Der gestohlene Gott, Kampnagel
Der gestohlene Gott, Kampnagel
Gelungene Zähmung eines Jahnn-Stückes
Der Disput zwischen den Generationen ist vorprogrammiert. Die vier Alu-Säulen umgrenzen klar den engen Raum, in dem sich die Jugendlichen bewegen dürfen. Starr sind die Verhaltensregeln definiert. Mutter Sebald (Cornelia Schirmer), Vater Hygin (Thore Lüthje) sind die Vertreter der älteren Generation, die strikt vorgeben wollen, wie sich die drei Jugendlichen Leander (Joshua Seelenbinder), Leonhard (Mervan Ürkmez) und Wendelin (Toini Ruhnke) zu entwickeln haben. Dazu gehört weder eine Liebe zwischen den beiden Freunden Leander und Leonhardt, noch dessen Liebe zur seiner Schwester Wendelin. Doch die Kinder haben keine Lust sich nach diesen Regeln zu richten. Sie haben ein anderes Glaubensbekenntnis: "Ich glaube an die Sündlosigkeit des erregten Blutes. Ich glaube an das wilde ungezähmte Leben." So brechen sie aus dem starren Rahmen aus und gehen zusammen fort. Sie spannen ein weißes unschuldiges Tüllzelt über die glänzenden Alu-Säulen und füllen den neuen Raum mit ihrer Dreier-Liebe. Als sie feststellen, dass diese übergroße Liebe nicht in diesen Rahmen passt, bleibt ihnen nur noch ein Ausweg: der Tod.
Große Worte, große Gefühle, große Ideale - die drei jungen Leute sind absolut in ihren Ansprüchen und radikal in ihren Schlussfolgerungen. Der Text von Hans Henny Jahnn kommt wortgewaltig daher. Wie man ihn dennoch mit großer Leichtigkeit, Spielfreude, Witz und Modernität inszenieren kann, hat der Jungregisseur Moritz Beichl in seiner Abschlussinszenierung auf Kampnagel gezeigt.

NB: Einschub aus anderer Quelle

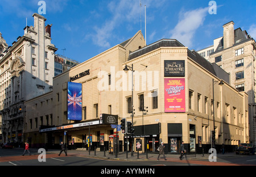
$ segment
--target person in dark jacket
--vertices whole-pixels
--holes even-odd
[[[164,143],[163,143],[163,142],[162,142],[161,145],[159,146],[159,155],[158,155],[158,161],[159,160],[159,157],[160,155],[163,155],[164,160],[166,160],[166,161],[167,160],[166,156],[164,155],[164,148],[165,148],[165,146],[164,146]]]
[[[30,154],[30,155],[31,155],[31,153],[30,153],[30,146],[29,146],[29,144],[28,144],[27,142],[25,142],[25,149],[24,150],[24,153],[23,153],[23,154],[22,154],[22,155],[24,156],[24,155],[25,154],[25,153],[26,153],[26,151],[28,151],[28,154]]]
[[[184,153],[185,153],[185,149],[184,148],[184,141],[182,141],[181,144],[180,145],[180,160],[182,160],[182,157],[184,155]]]
[[[65,145],[63,144],[63,142],[61,142],[61,150],[60,151],[60,154],[58,155],[60,156],[60,154],[61,154],[63,151],[64,151],[65,154],[66,154],[66,156],[68,155],[68,154],[67,154]]]

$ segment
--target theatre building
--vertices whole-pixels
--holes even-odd
[[[59,148],[65,141],[88,149],[90,142],[92,150],[111,150],[117,133],[119,151],[156,152],[163,142],[167,153],[177,153],[183,141],[188,151],[200,152],[210,148],[213,131],[217,150],[248,142],[248,97],[230,86],[228,73],[176,40],[144,44],[139,31],[26,102],[32,145]],[[133,134],[120,130],[124,118]]]

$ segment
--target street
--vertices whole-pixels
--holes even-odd
[[[30,150],[32,155],[25,154],[22,156],[23,150],[16,149],[0,149],[0,166],[255,166],[256,165],[255,155],[242,155],[229,154],[226,155],[217,154],[217,162],[209,161],[209,155],[197,155],[196,158],[184,158],[179,159],[179,155],[166,154],[167,161],[160,158],[157,161],[158,154],[150,154],[147,159],[140,155],[140,159],[137,159],[136,154],[133,158],[130,157],[126,159],[125,154],[121,154],[119,158],[115,159],[109,157],[102,158],[102,152],[97,152],[97,155],[94,155],[93,152],[88,155],[88,151],[70,150],[68,152],[68,156],[65,157],[63,153],[60,156],[57,155],[59,151],[49,150],[46,152],[46,161],[40,162],[38,157],[40,154],[37,149]],[[109,155],[107,154],[107,156]]]

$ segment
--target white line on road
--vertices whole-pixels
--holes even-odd
[[[16,164],[15,164],[15,163],[13,163],[13,162],[9,162],[10,163],[11,163],[11,164],[13,164],[13,165],[15,165],[15,166],[16,166],[16,165],[16,165]]]
[[[256,161],[256,159],[251,159],[251,160],[248,160],[248,161]]]
[[[62,162],[65,162],[65,161],[61,160],[61,159],[56,159],[56,158],[51,158],[51,159],[52,159],[57,160],[57,161],[62,161]]]

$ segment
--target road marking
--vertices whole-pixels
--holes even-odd
[[[248,160],[248,161],[256,161],[256,159],[251,159],[251,160]]]
[[[13,162],[9,162],[10,163],[11,163],[11,164],[12,164],[12,165],[15,165],[15,166],[16,166],[16,165],[16,165],[16,164],[15,164],[15,163],[13,163]]]
[[[61,160],[61,159],[56,159],[55,158],[51,158],[52,159],[54,159],[54,160],[57,160],[57,161],[62,161],[62,162],[65,162],[65,161],[63,160]]]

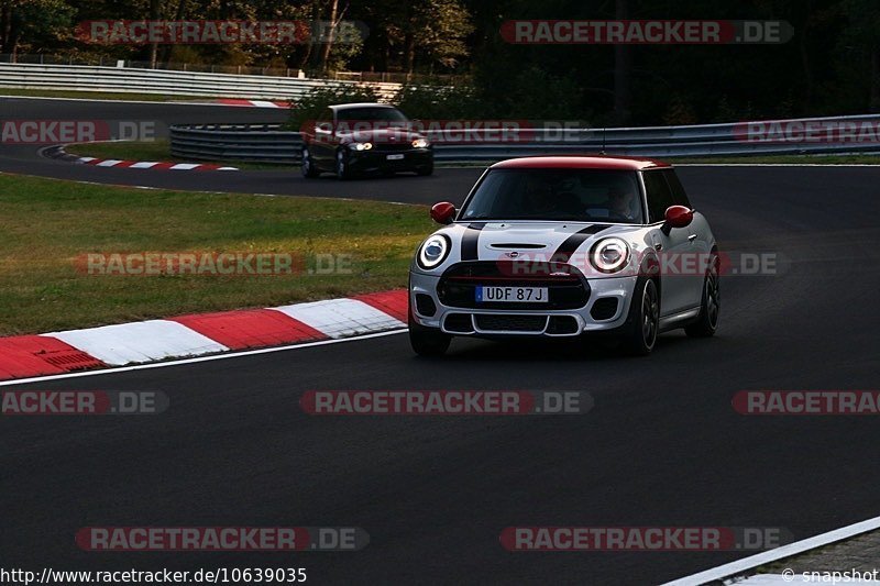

Mit seinem durchgehend gut besetzten Ensemble, einem überzeugenden Bühnenbild (Gesine Lenz), toller dramatischer Pop-Musik (Lukas Wandl) und viel gestrichenem Text gelang seinem Team eine tolle Umsetzung, die viele der Fallstricke, die Jahnn stellt, geschickt umgeht und das Potential, das in dem Text steckt, dennoch auszuschöpfen weiß.